Assessment of diabetes risk is included in the Government's programme of vascular checks which is being rolled out nationally on a phased basis from April 2009. With regard to future changes in the quality and outcomes framework (QOF), we launched a public consultation on the proposed new process for developing and reviewing clinical indicators in the QOF on 30 October 2008. Under these proposals, the National Institute for Health and Clinical Excellence would oversee a new independent and transparent process for England from 1 April 2009 as part of its role in providing guidance for the National Health Service based on evidence of clinical effectiveness and cost effectiveness. At national level, NHS employers would then negotiate with the British Medical Association on which indicators should be applied nationally and what the value of those indicators should be.
A copy of the consultation document has been placed in the Library.
asked Her Majesty's Government:
What systems are used to ensure effective communication between locations at which diabetic retinopathy screening takes place, specialist centres interpreting potentially positive retinal images, and general practitioners' surgeries that will manage care based on the results; and [HL6234]
What measures are used to assess the effectiveness of the reporting processes for results from the national diabetic retinopathy screening programme; and [HL6235]

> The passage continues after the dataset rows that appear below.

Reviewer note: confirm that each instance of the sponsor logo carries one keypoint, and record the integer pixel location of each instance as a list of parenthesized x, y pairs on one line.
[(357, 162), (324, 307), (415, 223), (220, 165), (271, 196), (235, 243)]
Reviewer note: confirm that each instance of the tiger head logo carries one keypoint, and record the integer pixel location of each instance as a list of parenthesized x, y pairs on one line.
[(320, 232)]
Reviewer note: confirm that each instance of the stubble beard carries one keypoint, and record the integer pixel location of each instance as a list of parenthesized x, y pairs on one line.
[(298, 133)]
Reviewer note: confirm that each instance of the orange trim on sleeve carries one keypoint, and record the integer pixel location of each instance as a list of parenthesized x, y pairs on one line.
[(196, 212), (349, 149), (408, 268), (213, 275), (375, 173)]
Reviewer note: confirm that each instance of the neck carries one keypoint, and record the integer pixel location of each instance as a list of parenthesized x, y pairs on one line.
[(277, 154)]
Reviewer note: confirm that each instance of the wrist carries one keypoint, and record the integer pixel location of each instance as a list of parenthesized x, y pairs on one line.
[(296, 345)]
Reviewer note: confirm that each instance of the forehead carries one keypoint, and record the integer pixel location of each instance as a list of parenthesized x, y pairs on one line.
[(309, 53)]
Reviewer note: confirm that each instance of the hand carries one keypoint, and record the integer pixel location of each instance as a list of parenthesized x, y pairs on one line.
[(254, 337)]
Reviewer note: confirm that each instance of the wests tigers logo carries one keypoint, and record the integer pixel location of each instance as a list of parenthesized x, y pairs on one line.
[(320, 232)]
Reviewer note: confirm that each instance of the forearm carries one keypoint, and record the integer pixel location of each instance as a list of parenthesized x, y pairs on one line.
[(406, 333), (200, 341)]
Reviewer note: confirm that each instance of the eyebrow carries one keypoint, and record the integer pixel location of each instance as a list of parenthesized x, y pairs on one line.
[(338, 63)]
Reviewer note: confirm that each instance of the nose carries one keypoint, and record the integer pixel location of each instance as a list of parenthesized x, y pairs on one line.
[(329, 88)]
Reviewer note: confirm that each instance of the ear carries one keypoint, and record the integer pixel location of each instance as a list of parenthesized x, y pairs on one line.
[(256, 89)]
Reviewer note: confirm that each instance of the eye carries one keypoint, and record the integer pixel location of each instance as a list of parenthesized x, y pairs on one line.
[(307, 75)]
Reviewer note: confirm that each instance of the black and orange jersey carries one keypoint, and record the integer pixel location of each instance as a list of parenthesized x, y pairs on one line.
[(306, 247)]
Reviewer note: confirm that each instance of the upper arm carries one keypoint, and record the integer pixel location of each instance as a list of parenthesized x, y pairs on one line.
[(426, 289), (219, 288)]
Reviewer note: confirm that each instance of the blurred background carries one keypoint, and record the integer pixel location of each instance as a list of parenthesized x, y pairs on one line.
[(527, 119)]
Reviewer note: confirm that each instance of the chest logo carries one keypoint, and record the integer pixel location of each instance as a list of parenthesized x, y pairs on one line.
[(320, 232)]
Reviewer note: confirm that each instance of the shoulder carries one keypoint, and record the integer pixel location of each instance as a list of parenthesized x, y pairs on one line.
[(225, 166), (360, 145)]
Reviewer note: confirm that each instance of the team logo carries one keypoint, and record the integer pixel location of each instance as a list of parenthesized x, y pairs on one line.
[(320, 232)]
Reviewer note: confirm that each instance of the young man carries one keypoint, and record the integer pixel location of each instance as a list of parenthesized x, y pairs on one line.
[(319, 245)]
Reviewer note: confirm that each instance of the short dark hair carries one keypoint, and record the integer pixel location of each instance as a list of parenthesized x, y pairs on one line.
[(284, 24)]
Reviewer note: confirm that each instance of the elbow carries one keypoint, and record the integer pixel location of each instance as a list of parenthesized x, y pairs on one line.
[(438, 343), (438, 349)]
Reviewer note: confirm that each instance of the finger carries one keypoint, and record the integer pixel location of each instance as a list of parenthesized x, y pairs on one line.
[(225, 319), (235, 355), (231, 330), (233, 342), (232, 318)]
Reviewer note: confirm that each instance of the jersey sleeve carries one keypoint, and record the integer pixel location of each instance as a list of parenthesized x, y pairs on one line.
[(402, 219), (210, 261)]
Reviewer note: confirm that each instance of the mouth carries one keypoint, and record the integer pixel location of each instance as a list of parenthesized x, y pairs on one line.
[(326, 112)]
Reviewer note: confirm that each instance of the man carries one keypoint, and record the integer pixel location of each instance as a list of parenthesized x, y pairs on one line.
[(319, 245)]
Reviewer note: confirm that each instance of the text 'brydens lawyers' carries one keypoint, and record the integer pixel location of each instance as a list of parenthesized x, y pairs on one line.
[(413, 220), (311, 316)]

What outcomes are being measured to assess the extent to which the identification of cases of diabetic retinopathy through the national screening programme are resulting in changes to patient management. [HL6236]
The English national screening programme for sight-threatening retinopathy (NSP), set up to support local delivery of diabetic retinopathy screening, has developed clear protocols for communications between screening sites, specialist grading centres and general practitioners' surgeries. Such communication is reviewed as part of quality assurance.
The NSP has set 19 national quality standards for screening programmes to measure the effectiveness of all screening programmes. These can be found on the website www.retinalscreening.nhs.uk. These include standards for the timely referral of patients with retinopathy, informing general practitioners of results of screening and the timely assessment and treatment of patients with screen-positive results.
The effectiveness of screening programmes against these standards is being assessed as part of the external quality-assurance process being undertaken by the NSP.
The NSP and the national clinical director for diabetes are working closely with a number of key stakeholders, including the Royal College of Ophthalmologists and the Association of British Clinical Diabetologists, to ensure screening for diabetic retinopathy is fully integrated with other aspects of diabetes and ophthalmology care.